There are few things I detest more than the twisting of common human decency into something that can be used to destroy a person- in this case, an innocent 11-year-old girl who was gang-raped in Cleveland, TX.
At its most basic, an attorney’s job is do everything (morally and legally) within their power and ability to protect and defend their client. It’s difficult to make the case that an 11-year-old rape victim was playing the role of seductress intent on seducing vulnerable young men and luring them to their doom. That this line of argument is absurd on its face is almost beside the point. It pales in comparison to the craven immorality of blaming an 11-year-old girl for bearing the ultimate responsible for being gang-raped. As if dealing with the trauma of the rape itself wasn’t difficult enough, the child also has to sit through being accused of “asking for it.” If that doesn’t offend you to your core, I’d submit that you have no moral center.
I get that Taylor was trying to defend his client…by accusing an 11-year-old girl of being a seductress who led her attackers to believe that she wanted to have sex with all of them. Unfortunately, Taylor’s argument echoed what many in Cleveland felt had occurred, an attitude uncritically passed along by the New York Times . Sure, the Times apologized later, but that’s a bell you simply can’t unring.
Attorneys defending accused rapists employ the “blame the victim” strategy for a very simple reason- it works. Reprehensible as it may be, it works because jurists are comprised of human beings who in many cases either already believe (or can be led there) that female sexuality is a dangerous commodity. The belief that women possess the ability to use their sexuality to render men defenseless and unable to resist their feminine wiles is a Puritan old wives tale that’s survived to the present day.

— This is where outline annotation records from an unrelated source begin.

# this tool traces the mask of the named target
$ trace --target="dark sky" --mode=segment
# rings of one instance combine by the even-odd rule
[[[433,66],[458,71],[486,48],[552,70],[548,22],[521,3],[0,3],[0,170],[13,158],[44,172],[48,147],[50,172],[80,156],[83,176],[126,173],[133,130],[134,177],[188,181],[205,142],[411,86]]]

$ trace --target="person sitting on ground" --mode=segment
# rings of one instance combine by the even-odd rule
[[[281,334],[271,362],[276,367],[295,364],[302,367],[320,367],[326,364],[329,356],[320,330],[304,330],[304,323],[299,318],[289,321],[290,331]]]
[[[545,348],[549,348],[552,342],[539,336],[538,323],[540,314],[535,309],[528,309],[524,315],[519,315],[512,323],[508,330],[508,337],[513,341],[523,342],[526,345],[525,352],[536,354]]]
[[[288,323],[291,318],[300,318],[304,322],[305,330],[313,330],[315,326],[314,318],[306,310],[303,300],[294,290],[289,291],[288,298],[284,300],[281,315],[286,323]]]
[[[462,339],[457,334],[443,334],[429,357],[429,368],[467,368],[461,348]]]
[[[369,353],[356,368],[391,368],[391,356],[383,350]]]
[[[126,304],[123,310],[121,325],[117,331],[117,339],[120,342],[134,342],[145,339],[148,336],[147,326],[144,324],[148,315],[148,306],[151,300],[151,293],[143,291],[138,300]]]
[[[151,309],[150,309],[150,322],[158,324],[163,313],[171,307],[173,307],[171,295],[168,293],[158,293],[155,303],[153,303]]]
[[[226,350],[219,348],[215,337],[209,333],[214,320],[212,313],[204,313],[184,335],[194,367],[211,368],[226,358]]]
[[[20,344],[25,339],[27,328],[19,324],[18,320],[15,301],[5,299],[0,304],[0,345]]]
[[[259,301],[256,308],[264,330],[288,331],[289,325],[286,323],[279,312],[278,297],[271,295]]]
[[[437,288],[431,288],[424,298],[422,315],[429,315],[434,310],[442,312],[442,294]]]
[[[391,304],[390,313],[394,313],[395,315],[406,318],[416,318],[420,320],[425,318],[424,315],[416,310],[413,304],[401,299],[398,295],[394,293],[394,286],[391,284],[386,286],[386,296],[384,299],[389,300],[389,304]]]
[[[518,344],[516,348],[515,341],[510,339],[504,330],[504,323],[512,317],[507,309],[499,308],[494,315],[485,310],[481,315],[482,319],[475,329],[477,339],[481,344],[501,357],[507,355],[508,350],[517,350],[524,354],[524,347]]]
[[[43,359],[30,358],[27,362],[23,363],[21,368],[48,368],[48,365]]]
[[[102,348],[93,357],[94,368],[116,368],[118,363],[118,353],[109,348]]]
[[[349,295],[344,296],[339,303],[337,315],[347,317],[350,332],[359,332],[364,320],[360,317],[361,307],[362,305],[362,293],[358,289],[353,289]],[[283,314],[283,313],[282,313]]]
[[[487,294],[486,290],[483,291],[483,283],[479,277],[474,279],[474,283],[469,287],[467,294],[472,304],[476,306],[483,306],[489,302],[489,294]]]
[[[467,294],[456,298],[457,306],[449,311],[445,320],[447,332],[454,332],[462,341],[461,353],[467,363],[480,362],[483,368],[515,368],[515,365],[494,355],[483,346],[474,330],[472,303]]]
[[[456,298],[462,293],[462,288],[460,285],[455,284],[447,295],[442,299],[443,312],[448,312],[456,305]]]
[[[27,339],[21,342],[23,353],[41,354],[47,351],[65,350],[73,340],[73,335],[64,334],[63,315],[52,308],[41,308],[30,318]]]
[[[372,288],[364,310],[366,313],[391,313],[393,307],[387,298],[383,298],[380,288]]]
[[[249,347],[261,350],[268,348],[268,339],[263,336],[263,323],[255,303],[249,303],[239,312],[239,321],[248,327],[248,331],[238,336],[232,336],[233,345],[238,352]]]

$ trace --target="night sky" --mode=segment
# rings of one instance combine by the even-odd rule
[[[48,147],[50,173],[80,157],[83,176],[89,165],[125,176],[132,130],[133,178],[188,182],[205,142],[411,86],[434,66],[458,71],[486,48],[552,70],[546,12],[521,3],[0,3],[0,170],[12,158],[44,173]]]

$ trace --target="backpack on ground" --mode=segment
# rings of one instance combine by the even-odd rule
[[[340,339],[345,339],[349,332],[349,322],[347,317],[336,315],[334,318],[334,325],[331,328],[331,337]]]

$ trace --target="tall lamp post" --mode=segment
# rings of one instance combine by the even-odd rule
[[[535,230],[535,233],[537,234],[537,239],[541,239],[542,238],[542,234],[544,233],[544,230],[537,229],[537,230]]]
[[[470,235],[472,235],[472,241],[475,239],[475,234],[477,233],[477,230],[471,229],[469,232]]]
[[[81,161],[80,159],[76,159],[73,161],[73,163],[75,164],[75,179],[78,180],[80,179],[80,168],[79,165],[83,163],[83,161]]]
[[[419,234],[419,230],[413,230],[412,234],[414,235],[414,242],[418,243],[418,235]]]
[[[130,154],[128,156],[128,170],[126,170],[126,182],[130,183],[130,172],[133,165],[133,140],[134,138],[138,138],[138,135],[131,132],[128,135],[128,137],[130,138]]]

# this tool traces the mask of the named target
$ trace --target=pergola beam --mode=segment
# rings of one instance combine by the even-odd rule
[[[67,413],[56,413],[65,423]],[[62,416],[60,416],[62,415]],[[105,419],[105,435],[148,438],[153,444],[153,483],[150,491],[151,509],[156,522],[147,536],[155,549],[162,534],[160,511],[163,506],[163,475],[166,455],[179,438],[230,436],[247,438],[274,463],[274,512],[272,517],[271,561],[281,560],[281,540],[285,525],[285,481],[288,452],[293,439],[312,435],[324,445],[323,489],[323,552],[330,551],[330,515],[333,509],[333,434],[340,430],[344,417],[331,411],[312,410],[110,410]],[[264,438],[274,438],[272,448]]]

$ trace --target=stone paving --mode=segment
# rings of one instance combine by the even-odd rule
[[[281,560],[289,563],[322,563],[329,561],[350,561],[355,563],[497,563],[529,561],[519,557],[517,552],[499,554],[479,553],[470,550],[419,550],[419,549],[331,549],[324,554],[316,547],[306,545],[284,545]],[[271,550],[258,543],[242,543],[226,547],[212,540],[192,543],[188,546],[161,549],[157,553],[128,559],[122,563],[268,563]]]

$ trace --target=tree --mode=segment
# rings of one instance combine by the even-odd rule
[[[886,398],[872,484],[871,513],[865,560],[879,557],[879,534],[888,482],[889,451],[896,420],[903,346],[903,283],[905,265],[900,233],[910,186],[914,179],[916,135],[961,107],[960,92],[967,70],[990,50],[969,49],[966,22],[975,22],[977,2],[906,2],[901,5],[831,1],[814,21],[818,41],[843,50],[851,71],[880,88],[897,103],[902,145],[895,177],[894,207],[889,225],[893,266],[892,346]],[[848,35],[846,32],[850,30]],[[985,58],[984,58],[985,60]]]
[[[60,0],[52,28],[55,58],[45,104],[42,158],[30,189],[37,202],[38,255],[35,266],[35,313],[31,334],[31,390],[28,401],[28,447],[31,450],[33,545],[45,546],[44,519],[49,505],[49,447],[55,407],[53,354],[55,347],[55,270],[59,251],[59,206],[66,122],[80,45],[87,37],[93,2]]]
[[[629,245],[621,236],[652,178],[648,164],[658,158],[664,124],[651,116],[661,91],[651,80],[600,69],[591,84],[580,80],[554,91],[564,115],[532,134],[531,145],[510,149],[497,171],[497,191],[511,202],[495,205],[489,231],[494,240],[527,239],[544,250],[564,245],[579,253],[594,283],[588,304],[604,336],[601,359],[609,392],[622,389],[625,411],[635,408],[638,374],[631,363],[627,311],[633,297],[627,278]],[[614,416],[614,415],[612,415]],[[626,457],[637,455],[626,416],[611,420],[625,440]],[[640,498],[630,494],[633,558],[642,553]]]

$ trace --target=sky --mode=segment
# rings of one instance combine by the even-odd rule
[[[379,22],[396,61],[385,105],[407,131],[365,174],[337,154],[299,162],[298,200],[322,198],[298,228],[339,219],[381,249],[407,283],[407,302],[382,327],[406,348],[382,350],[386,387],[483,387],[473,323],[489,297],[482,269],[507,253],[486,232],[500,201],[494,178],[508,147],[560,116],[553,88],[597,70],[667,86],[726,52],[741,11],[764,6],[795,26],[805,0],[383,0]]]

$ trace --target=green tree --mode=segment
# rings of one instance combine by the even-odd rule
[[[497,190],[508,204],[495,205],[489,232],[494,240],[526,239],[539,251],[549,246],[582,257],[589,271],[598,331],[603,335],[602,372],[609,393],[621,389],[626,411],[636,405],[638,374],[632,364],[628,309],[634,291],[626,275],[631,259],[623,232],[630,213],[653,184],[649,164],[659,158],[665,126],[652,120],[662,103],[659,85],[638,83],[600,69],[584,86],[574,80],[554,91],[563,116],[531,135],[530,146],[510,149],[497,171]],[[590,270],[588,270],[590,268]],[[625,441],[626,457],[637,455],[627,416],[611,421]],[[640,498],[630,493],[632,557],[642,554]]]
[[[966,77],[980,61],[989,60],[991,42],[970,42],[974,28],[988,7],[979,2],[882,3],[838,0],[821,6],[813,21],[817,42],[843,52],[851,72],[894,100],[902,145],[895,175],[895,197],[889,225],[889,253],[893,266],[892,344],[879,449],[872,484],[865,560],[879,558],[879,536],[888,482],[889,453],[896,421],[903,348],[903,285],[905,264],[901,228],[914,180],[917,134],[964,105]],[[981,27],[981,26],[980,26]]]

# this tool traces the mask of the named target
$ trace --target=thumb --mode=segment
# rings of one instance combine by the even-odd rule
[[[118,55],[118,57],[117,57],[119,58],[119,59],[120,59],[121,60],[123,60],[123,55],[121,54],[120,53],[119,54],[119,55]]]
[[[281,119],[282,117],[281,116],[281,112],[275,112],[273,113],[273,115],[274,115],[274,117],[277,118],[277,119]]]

This belief holds that women are dangerously sexual, able to manipulate men to do things that run counter to their sense of decency and morality. Once a man is sufficiently aroused, his desire must be satisfied; therefore, he cannot be held accountable for obeying a biological imperative. That this beliefs paints men as incapable of controlling their urges and prone to thinking with the wrong head seems to be beside the point. WOMEN are the ones responsible for enticing men to commit sexual crimes, because women possess the ability to seduce and effectively hypnotize men. Men are mere pawns, in thrall to women who would use their sexual appetites against them.
Steve Taylor knows this, as any competent defense attorney would. Taylor’s job is to defend his client, and that means using any tool at his disposal. That this meant perpetuating an outdated myth in an effort to blame the victim may be reprehensible, but a good defense attorney isn’t deterred by words like “reprehensible” or “immoral.” If a strategy can be used successfully, you can’t blame an attorney for going there. That doesn’t mean we can’t be disgusted by a defense strategy that, though frequently successful, is as reprehensible as it is disgusting.
Sometimes I think that Shakespeare’s Henry VI the right idea.